30 March 2026
As artificial intelligence becomes increasingly embedded in trading and investment processes, a fundamental question is emerging for the financial industry: when AI makes decisions, who is ultimately responsible? A recent article published by the CFA Institute examines this issue, highlighting how the growing autonomy of algorithms is reshaping accountability in investment management.
AI systems are now widely used across the investment lifecycle - from portfolio construction to execution and risk management - bringing efficiency, speed and data-driven insights. However, their increasing complexity and opacity raise critical concerns. Many models operate as “black boxes,” making it difficult to fully understand or explain how decisions are generated.
This creates a tension at the heart of modern finance. While technology can automate processes and enhance performance, responsibility cannot be delegated in the same way. Investment decisions - even when supported or executed by AI - remain subject to professional standards, fiduciary duties and regulatory oversight.
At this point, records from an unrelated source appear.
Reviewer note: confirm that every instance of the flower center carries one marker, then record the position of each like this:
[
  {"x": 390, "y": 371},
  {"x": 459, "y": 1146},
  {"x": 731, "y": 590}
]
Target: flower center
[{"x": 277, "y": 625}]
The CFA Institute analysis emphasizes that accountability must remain firmly anchored in human actors. Investment professionals, firms and senior management cannot rely on the opacity or autonomy of algorithms as a shield. Instead, they must ensure that AI systems are designed, monitored and governed in ways that align with client interests and market integrity.
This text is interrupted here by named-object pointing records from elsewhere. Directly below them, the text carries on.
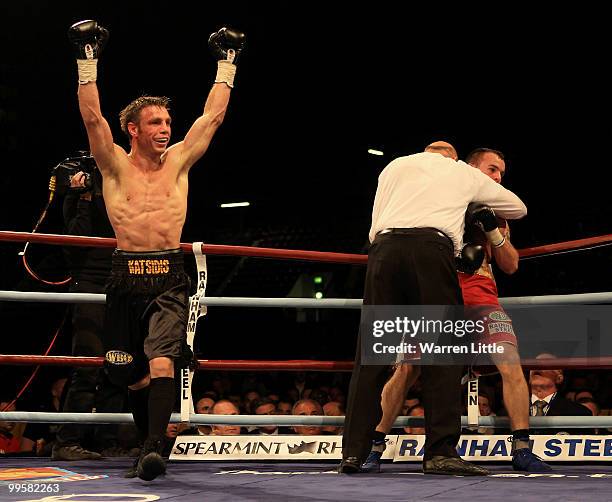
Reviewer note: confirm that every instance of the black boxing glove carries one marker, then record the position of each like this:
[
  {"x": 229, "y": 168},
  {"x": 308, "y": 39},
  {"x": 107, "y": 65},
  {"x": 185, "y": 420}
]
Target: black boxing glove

This requires a shift from viewing AI as a tool to recognizing it as part of a broader decision-making system. Governance frameworks must address the full lifecycle of AI models—from data inputs and model development to deployment and ongoing monitoring. Establishing clear lines of responsibility within this process is essential, particularly as systems become more adaptive and less predictable.
Ethical considerations are central to this discussion. Issues such as bias, transparency and explainability are not merely technical challenges, but professional obligations. Investment practitioners must be able to justify decisions, communicate risks to clients and ensure that outcomes are fair and consistent with fiduciary duties.
The article also highlights the importance of maintaining meaningful human oversight. Even as AI systems take on more complex tasks, human judgment remains critical—both to validate outputs and to intervene when models behave unexpectedly or when market conditions change rapidly. Overreliance on automated systems can introduce new forms of systemic risk, particularly in fast-moving or stressed market environments.
For the investment profession, the implications are significant. As AI becomes more pervasive, accountability frameworks must evolve to reflect the hybrid nature of decision-making, where humans and machines operate together. This includes strengthening internal controls, enhancing model governance, and ensuring that professionals have the skills and understanding needed to oversee increasingly sophisticated systems.
For members of CFA Society Italy, the message is clear: technological innovation does not diminish responsibility - it amplifies it. In a world where decisions can be generated at scale and speed, the role of the investment professional becomes even more critical in ensuring that those decisions are aligned with ethical principles, regulatory standards and the long-term interests of clients.
Ultimately, the question is not whether AI can trade - it already does. The real question is how the industry ensures that, behind every algorithmic decision, there remains a clear and accountable human framework.